Range: 0-0.5 seconds (Default: 0.2)
Recommended settings:
0.1: Very sensitive (risk of background noise triggering)
0.2: Balanced sensitivity (recommended)
0.4: Conservative (reduces false positives)
The numWords=0 and voiceSeconds relationship
When numWords = 0, the voice pipeline uses Voice Activity Detection (VAD) instead of waiting for transcription:
User Starts Speaking → VAD Detects Voice → Continuous for voiceSeconds Duration → Interrupt Assistant
Why this matters:
Faster: VAD detection ~50-100ms vs transcription 200-500ms
More sensitive: Detects “um”, “uh”, throat clearing, background noise
Language independent: Works with any language
Backoff seconds
Duration that blocks all assistant audio output after user interruption, creating a recovery period.
Range: 0-10 seconds (Default: 1.0)
Recommended settings:
0.5: Quick recovery for fast-paced interactions
1.0: Natural pause for most conversations
2.0: Deliberate pause for formal settings
Pipeline timing relationship
User Interrupts → Assistant Audio Stopped → backoffSeconds Blocks All Output → Ready for New Input
Relationship with waitSeconds:
backoffSeconds: Applied during interruption (blocks output)
waitSeconds: Applied to normal responses (delays output)
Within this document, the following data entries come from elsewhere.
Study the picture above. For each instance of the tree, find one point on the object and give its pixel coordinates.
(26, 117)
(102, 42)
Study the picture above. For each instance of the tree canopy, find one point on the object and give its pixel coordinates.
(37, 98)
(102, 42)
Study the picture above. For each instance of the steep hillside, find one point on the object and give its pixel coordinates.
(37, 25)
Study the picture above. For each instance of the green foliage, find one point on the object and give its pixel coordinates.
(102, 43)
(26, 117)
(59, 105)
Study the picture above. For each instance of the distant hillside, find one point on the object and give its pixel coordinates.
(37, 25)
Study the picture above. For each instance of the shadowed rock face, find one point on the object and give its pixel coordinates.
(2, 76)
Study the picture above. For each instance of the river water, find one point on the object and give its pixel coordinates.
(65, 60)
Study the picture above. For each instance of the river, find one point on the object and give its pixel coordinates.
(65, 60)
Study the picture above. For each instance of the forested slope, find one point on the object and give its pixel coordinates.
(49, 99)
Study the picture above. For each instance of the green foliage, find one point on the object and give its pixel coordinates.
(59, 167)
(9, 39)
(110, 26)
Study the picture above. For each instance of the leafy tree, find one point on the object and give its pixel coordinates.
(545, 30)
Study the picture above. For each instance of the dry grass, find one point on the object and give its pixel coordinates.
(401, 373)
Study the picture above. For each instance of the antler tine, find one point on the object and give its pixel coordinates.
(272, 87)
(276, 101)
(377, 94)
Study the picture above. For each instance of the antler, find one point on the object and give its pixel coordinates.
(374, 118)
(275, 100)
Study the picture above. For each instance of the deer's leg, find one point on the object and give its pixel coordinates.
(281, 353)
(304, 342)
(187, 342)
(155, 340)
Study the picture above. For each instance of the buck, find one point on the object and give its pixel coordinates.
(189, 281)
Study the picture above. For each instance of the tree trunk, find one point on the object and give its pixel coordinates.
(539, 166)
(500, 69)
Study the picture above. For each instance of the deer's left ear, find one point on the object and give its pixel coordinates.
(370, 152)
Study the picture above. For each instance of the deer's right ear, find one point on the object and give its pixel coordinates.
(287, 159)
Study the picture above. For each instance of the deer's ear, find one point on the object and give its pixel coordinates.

Sequential, not cumulative:backoffSeconds completes first, then normal flow resumes with waitSeconds
Complete interruption timeline
How to read this timeline: This shows the complete flow from interruption to recovery. Notice how backoffSeconds creates a “quiet period” before normal processing resumes.
0.0s: Assistant speaking: "I can help you book..."
1.2s: User interrupts: "Actually, wait"
1.2s: backoffSeconds (1.0s) starts → All audio blocked
2.2s: backoffSeconds completes → Ready for new input
2.5s: User says: "What about tomorrow?"
3.0s: Endpointing triggers → LLM processes
3.8s: TTS completes → waitSeconds (0.4s) starts
4.2s: Assistant responds: "For tomorrow..."
Total Recovery Time: backoffSeconds (1.0s) + normal processing (1.8s) + waitSeconds (0.4s) = 3.2s
Key insight: Adjust backoffSeconds based on how quickly you want the assistant to recover from interruptions. Healthcare might use 2.0s for deliberate pauses, while gaming might use 0.5s for quick recovery.